I have difficulty formulating this question, but I hope I've explained what I'm after. Feel free to downvote it if I haven't succeeded, but please also tell me what I need to clarify.
Another question on this site, which I cannot locate at the moment for some reason, posed a question something like this.
During a boring lecture, a student gazes out the window at a tree, whose leaves fall off according to a Poisson distribution with parameter $\lambda$. Every time a leaf falls, the student tosses a fair coin, and records the outcome. Let $H$ and $T$ be random variables giving the number of heads and tails, respectively, recorded during the lecture. Show that $H$ and $T$ are independent.
We must show that for every pair of nonnegative integers $(h,t)$, $$\Pr(H=h,T=t)= \Pr(H=h)\Pr(T=t)$$
This is easy enough to do; it's just a matter of writing out the definitions and manipulating the series.
I found the result very surprising, however. (In fact, when I saw the problem, my first thought was that it must be false.) Clearly it depends on the Poisson distribution, but does it just happen to work out this way, or is there some general property of the Poisson distribution that would lead one to guess that $H$ and $T$ are independent? Is it related in some way to PASTA ("Poisson arrivals see time averages,") for example?

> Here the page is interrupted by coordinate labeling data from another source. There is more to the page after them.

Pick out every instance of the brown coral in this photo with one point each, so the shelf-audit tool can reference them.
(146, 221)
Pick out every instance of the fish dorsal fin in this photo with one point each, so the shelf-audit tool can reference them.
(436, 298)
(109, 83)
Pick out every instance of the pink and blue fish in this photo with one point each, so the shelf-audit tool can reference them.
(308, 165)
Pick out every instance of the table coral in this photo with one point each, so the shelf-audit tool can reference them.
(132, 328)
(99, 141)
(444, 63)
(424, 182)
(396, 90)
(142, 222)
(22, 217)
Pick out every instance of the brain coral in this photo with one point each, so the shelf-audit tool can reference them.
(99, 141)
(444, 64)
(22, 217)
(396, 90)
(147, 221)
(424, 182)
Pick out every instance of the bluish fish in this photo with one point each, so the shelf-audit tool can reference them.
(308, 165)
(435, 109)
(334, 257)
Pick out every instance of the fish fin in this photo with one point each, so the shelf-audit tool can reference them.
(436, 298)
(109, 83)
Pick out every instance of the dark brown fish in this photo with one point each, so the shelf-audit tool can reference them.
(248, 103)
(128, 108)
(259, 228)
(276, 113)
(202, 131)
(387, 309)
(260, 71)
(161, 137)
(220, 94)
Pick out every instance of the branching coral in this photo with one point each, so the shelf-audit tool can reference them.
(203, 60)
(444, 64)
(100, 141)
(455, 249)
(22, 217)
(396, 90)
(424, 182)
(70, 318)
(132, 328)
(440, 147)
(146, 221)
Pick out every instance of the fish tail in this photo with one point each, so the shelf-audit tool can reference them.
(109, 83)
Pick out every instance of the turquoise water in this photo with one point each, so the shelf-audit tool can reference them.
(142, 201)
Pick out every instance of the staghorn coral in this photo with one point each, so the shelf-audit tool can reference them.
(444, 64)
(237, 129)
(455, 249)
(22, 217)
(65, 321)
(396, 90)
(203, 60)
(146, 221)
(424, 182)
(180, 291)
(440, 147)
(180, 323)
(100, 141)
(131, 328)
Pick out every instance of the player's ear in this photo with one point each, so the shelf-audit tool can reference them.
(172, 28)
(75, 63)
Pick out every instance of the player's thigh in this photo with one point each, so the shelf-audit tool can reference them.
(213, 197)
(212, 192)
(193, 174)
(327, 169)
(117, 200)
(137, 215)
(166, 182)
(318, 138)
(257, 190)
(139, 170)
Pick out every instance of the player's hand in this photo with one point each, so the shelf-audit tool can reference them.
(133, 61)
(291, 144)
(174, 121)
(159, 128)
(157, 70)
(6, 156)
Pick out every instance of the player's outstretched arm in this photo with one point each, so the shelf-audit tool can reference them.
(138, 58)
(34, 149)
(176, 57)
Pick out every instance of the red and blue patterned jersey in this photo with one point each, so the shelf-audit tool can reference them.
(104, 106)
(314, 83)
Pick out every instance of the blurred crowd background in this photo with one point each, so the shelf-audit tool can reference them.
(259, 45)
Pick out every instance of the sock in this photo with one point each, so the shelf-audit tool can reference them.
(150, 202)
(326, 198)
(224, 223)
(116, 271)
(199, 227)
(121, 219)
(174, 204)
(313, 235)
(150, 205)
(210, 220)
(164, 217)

I haven't been able to recast this in terms of the arrival theorem, which doesn't seem to have anything to do with it, except that's it's another somewhat mysterious property of the Poisson distribution.
If you know that the sum of two independent Poisson random variables is another Poisson random variable with rate which is the sum of the two original rates, then I do not think H and T being independent is intuitively difficult to accept.

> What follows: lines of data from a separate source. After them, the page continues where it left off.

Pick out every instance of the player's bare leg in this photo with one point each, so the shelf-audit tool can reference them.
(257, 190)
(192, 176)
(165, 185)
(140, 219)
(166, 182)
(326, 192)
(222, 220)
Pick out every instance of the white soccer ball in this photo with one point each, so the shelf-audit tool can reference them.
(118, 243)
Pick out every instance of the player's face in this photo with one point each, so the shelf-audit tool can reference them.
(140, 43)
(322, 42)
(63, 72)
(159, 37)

Suppose instead you had two trees, a Hawthorn and a Teak, each dropping leaves independently each with rates $\frac \lambda 2$. Then leaves are falling as a Poisson process with rate $\lambda$ and each leaf is H or T with equal probability independently of the other leaves. So this system is equivalent to yours.
I would say this is a consequence of the memoryless property of Poisson processes.